I sit here and it's already 9:07pm on Sunday night. I ask myself over and over, where did the weekend go? Where did the time go? I had my sacred circle this afternoon over on Camano Island on a beautiful piece of property and the topic was integrity. I love attending monthly circle so for so many reasons, but my favorite reason is how everyone in the group provides such a beautiful mirror for your own stuff, whatever it may be.
Today, I talked about how I came back from India with this whole commitment to creating more spaciousness in my life, how I wanted to cut back on my commitments, to stop pushing so hard, get in touch with the things that matter, dump old, toxic relationships that weren't serving me, yada yada yada...I guess you could say that I had a little bit of "holier than thou," complex going on thinking that I would come back from my trip and POOF! all my patterns would magically go away, like I had just finished visiting a genie in a bottle of sorts. Well here I am, driving full force in my life, pushing, pushing, pushing. Long days, long nights, fast weekends, rushing here, rushing there, praying for green lights, impatient with my life, living by the to do list. I continue to tell myself, "Well, it's just the way things are, it will pass," and for some reason, I keep saying that over and over. Are things really going to shift?

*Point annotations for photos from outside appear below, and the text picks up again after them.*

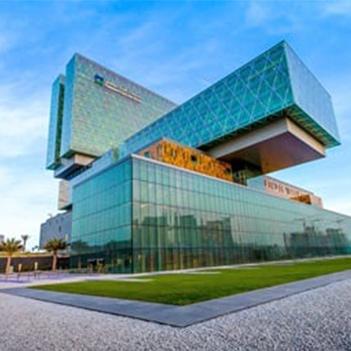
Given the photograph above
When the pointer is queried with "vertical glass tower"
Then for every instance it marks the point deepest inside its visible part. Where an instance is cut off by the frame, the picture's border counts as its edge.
(159, 187)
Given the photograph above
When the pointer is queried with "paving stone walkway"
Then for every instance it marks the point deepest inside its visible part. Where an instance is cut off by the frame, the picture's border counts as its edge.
(182, 316)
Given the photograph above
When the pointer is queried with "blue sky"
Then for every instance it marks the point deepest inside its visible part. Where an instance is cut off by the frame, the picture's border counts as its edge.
(174, 48)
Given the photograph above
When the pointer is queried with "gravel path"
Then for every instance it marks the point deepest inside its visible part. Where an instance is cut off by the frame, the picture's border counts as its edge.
(314, 320)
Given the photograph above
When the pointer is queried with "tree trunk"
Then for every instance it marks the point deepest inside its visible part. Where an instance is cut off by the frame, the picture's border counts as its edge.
(54, 261)
(8, 264)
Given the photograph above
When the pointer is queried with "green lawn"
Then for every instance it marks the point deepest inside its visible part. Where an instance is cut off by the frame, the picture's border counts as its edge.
(183, 289)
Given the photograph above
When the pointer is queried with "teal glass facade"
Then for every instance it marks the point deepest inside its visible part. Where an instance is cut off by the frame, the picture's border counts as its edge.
(91, 107)
(55, 123)
(102, 219)
(274, 84)
(98, 110)
(141, 215)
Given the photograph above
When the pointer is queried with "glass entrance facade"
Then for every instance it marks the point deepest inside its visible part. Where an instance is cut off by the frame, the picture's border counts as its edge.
(141, 215)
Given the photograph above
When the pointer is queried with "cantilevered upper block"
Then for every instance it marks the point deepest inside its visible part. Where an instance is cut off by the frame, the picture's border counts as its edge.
(94, 109)
(274, 85)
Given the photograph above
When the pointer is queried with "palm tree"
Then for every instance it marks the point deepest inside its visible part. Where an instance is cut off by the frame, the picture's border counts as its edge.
(10, 247)
(55, 245)
(25, 237)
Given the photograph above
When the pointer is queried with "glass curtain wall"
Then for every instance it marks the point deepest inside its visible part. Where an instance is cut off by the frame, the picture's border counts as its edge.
(101, 232)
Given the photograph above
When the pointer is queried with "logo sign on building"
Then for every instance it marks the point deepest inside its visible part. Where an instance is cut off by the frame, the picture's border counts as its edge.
(116, 89)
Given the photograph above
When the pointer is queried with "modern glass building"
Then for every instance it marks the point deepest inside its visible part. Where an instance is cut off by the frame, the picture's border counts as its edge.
(192, 199)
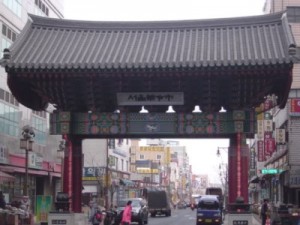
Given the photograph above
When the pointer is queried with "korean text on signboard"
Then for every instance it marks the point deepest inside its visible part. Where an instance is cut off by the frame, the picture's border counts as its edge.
(150, 98)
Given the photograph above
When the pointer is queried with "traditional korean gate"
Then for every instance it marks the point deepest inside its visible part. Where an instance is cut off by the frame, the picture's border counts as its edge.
(86, 68)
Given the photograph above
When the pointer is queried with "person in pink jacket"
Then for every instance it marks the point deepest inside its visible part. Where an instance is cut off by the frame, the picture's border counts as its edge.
(126, 217)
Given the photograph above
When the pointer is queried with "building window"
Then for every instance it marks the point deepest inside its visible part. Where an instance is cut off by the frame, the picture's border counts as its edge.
(111, 143)
(9, 120)
(15, 6)
(40, 8)
(40, 127)
(8, 37)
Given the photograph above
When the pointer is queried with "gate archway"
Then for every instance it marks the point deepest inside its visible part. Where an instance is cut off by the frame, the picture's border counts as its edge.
(88, 70)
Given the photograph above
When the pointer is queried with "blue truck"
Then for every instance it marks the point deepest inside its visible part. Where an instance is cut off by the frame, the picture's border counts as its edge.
(208, 210)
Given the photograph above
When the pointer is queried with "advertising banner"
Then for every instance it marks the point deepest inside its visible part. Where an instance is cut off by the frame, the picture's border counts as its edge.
(269, 144)
(295, 107)
(260, 151)
(43, 207)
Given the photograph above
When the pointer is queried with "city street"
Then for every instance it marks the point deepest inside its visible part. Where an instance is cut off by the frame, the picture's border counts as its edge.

So as we carpooled home, I was sitting in the back seat which was super luxurious as my best friend has a brand new Subaru Forrester and watched the cars and the wheels of the cars in the lane next to us. I could see the wheels spinning so fast, so fast they would go, around and around at that highway speed, which in reality, is quite fast if you are talking about breaking speed, following distance, etc. As I looked at the wheels spinning, I looked a little harder and could see the brake system within the wheels. The rotors and the calipers were there, ready to engage. You only needed to tap the brakes and they would do their job. Huh.
So of course, I take all of these little observations and see how I can apply them into my own life and to be honest, it's like everything else I have written about: there's the action right in front of you. Will you choose to take it or not? Will you hit the brakes? Yes, there is so much going on and there always will be, but I am left with not only choice, but an opportunity to create a new possibility by honoring my word as self. Spaciousness, Grace, and Ease. That's what I am out to create and I am the only one getting in my way.